Ekrem İmamoğlu o görüntüyü böyle savundu: Benim eşim nereye gideceğini bilir!
Son zamanlarda kafamızı nereye çevirsek karşımıza Ekrem İmamoğlu çıkıyor. İstanbul'a hizmet için göreve gelen Ekrem İmamoğlu, siyasetten sanata kadar pek çok konuda dikkat çeken açıklamalar yapıyor. Peki, HDP'li isimlerin kitaplarının İBB tarafından satılmasına ve eşi Dilek İmamoğlu'nun Demirtaş'ın oyununa gitmesine İmamoğlu ne dedi dersiniz?..
İstanbul Büyükşehir Belediye Başkanı Ekrem İmamoğlu'nun HDP'li isimlerle iç içe olduğu görüntülere tepkiler gelmeye devam ediyor. İmamoğlu, Selahattin Demirtaş’ın oyununu izleyenler arsında eşinin olmasını bakın nasıl savundu.
“Selahattin Demirtaş’ın kitaplarının İstanbul kitapçısında satıldığına dair. Bu yeni bir uygulama mı? Sakine Cansız’ın envanterden bugün çıkarıldığına dair bazı görseller dolaşıyor…”
- Bu şekilde tartışılması bizi üzüyor. Kitap konusu yıllar önce de başka şekilde eleştiriye sebep olmuştu. “Bomba kadar etkili” diye bir tarif yapılmıştı. Bu olaydan sonra, bunu yapanlar, bu ülkede 15 Temmuz’u gerçekleştirmişti. Bu tarz laf söyleyenlerin pişman olduklarını düşünüyorum. Belki sormanız da gerekebilir o dönemin Başbakanı böyle bir ifade de bulunmuştu. Sayın Demirtaş’a ait kitap her yerde satılıyor. Devletin kurumları da buna dahil. PTT’nin de sitesine girin, var TBMM’nin de sitesine girin, var. İktidara çok yakın kitapçıda da var. Başka kitapçılarda da var. Olabilir de. Olmalıdır da. Kaldı ki bir kitabın yasak olup olmadığına karar verecek olan, bu ülkenin mahkemeleri, savcılıkları. Diğer kitapla ilgili olarak; 5 yıldır satışta olan bir kitap. Yeni değil. İstanbul Kitapçısı’nda 5 yıldır satışta. Ama gelen haklı tepkiler üzerine biz, o kitabın satışını sitemizden iptal ettik. Ama bu konu üzerinden bir hamaset oluşturarak, yine bir düşmanlık kurgusu üzerine önce sosyal medyadan başlatıp sonra başka iletişim araçlarına taşıyarak, yani bir nevi böyle toplumu infiale getirmek… Bunlar hoş şeyler değil. Toplumu boş işlerle uğraştırma meselesi.

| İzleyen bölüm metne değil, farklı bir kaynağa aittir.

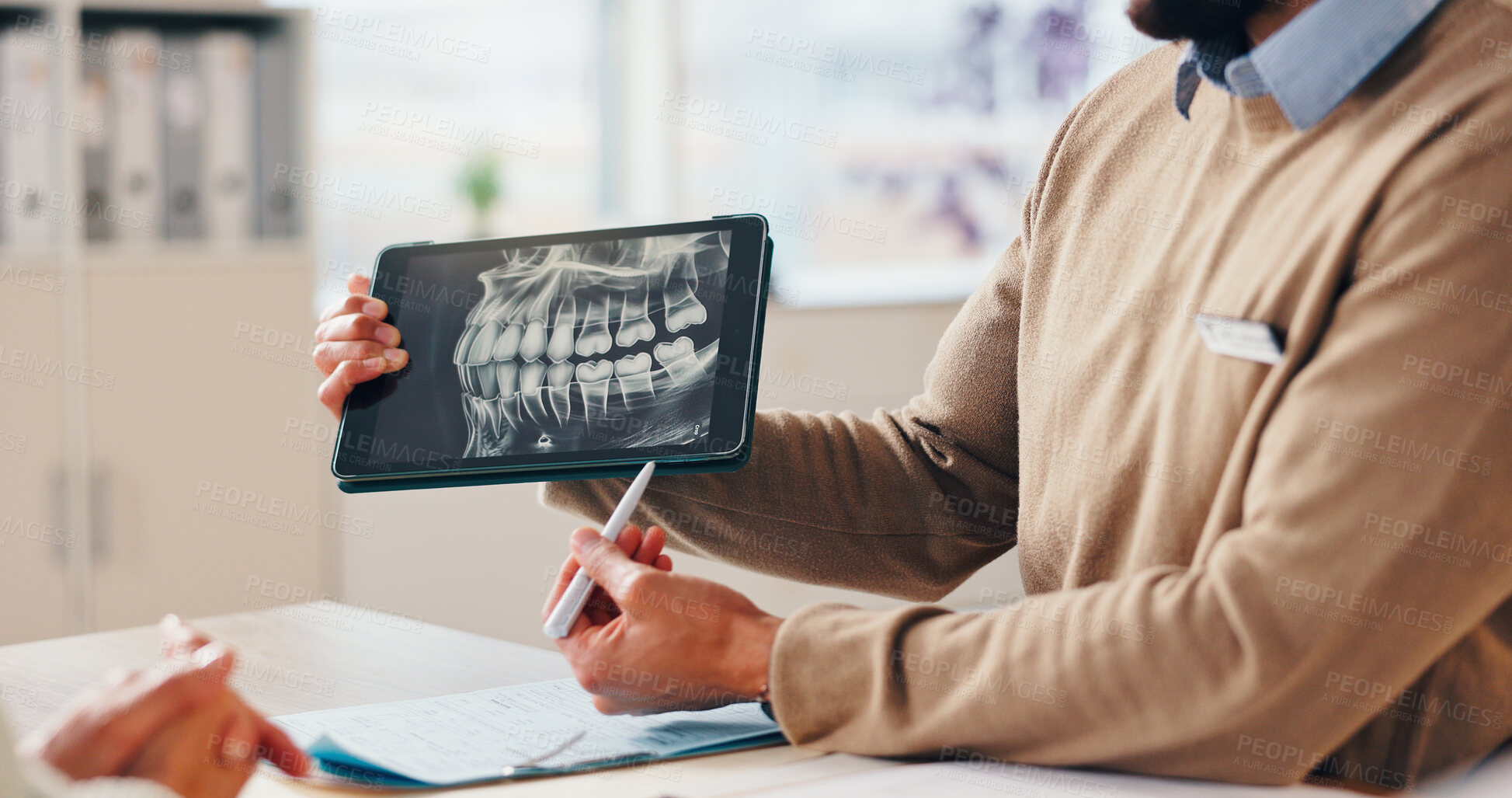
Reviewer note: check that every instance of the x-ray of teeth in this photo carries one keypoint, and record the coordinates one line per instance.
(593, 346)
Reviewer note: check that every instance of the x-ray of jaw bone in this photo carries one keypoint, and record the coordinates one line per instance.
(593, 346)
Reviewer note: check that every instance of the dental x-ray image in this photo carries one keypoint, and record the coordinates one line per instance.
(596, 346)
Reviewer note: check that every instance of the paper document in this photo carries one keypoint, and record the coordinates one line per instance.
(537, 729)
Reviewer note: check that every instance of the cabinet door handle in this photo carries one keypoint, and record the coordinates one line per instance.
(57, 514)
(100, 512)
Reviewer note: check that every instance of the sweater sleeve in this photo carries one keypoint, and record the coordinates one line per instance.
(1216, 671)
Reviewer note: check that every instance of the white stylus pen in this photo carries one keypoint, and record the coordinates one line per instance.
(572, 601)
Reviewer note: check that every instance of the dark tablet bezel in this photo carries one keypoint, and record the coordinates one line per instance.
(747, 277)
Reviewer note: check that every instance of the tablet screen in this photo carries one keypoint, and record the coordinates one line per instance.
(541, 354)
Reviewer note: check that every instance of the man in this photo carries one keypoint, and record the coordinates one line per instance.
(174, 732)
(1239, 392)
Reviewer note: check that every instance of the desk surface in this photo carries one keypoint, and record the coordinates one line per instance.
(316, 656)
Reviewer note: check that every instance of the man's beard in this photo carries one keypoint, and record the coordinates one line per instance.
(1192, 19)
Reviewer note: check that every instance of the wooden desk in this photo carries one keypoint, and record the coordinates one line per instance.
(316, 656)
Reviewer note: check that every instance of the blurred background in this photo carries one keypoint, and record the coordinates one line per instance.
(185, 183)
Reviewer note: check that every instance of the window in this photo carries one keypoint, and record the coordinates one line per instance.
(888, 143)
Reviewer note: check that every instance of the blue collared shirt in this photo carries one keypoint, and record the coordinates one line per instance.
(1312, 64)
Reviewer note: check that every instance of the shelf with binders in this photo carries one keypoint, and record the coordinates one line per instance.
(201, 116)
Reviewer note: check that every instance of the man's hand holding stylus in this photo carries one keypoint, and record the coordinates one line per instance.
(654, 641)
(649, 639)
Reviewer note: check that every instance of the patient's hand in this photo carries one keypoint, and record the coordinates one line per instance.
(667, 641)
(353, 344)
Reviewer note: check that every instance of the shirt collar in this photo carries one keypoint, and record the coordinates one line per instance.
(1312, 64)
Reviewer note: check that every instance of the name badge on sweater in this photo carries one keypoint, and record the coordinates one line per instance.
(1240, 338)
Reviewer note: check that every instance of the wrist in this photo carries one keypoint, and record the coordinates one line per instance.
(750, 664)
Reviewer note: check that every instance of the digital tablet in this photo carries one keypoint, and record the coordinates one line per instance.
(565, 356)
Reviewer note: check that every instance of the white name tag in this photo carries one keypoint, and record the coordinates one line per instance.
(1240, 338)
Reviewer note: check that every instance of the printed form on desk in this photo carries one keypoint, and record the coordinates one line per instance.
(523, 730)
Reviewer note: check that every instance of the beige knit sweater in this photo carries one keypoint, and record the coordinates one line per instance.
(1236, 571)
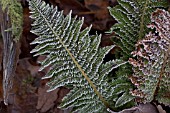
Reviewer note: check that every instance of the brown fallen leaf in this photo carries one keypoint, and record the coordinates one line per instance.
(46, 100)
(160, 109)
(141, 108)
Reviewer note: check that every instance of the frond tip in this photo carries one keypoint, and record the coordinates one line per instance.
(151, 69)
(74, 57)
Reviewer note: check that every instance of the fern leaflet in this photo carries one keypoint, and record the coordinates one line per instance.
(151, 69)
(74, 57)
(132, 17)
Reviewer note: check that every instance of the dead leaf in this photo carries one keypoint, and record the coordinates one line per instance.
(160, 109)
(46, 100)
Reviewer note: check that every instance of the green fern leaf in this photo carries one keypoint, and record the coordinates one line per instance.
(15, 13)
(74, 57)
(132, 17)
(152, 67)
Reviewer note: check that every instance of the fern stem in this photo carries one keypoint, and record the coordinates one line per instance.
(72, 57)
(161, 73)
(142, 20)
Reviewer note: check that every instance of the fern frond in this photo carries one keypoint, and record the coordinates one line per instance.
(132, 17)
(15, 13)
(74, 57)
(151, 69)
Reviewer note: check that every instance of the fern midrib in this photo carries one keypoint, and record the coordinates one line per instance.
(161, 72)
(142, 21)
(76, 63)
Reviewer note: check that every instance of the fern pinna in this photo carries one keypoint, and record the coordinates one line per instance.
(152, 67)
(74, 57)
(132, 18)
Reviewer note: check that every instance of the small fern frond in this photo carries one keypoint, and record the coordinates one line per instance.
(132, 17)
(151, 69)
(15, 13)
(74, 57)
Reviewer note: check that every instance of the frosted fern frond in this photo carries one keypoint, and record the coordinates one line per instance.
(74, 57)
(132, 17)
(15, 12)
(152, 67)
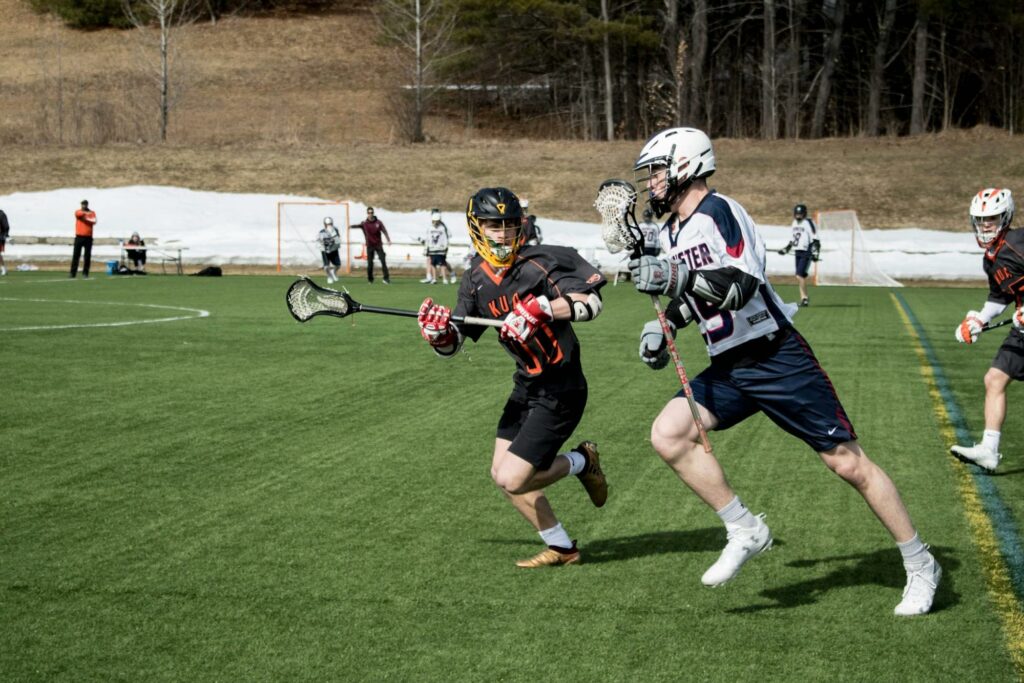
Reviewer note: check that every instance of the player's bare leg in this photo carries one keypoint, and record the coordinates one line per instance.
(677, 440)
(986, 455)
(534, 506)
(923, 571)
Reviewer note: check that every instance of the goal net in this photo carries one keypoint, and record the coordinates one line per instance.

“Demirtaş’ın ‘Devran’ oyununu izleyenler arasında sizin eşiniz de vardı. Hükümet kanadından özellikle İçişleri Bakanı’ndan oyunu izleyenlere tepkiler geldi.”
- Benim eşim, iyi eğitim almış, üniversite bitirmiş, masteri olan, doktorası olan bir Türk kadını. Benim eşim, nereye gideceğini bilir. Türkiye’yi yorumlayan, dünyayı yorumlayabilen ve ona göre nereye gideceğini bilen Türk kadını. Sadece benim eşim değil, oraya gelen diğer kadınların da aynı şekilde olduğunu düşünüyorum. Öyledir de. Kadınların bir kitap üzerinden bir oyunu izlemesi, sürece katkı sunmasını çok olgun bir tavır olarak görüyorum. Destekliyorum da. Eşimin de başta olmak üzere, bana soracak halleri yok. Ben, bu devlet adamlığı çağrısını her zaman ifade etmiştim. Söylenen sözler, ifade edilen tanımlar, tarifler o kadar kötü ki. Üzüntü ile takip ediyorum. Keşke bu kadınların yaptığına, 10-15 kadın daha eklense. Belki bu ülkede kadın eliyle farklı bir atmosfer doğabilir. Belki bu ülkede, barış ve huzur ortamı oluşabilir. Keşke bunu yapabilsek. Bu konuda biraz erkek çeneleri az konuşsa. Ben sahada gezerken de aynı dili konuştum. Trabzon’da da Diyarbakır’da da İstanbul’da da. Şu anda da görev yapıyorum ve aynı şeyleri konuşuyorum. Bizi hamaset çerçevesi içerisine sığdıramazlar, girmeyiz. Orası, onlara kalsın.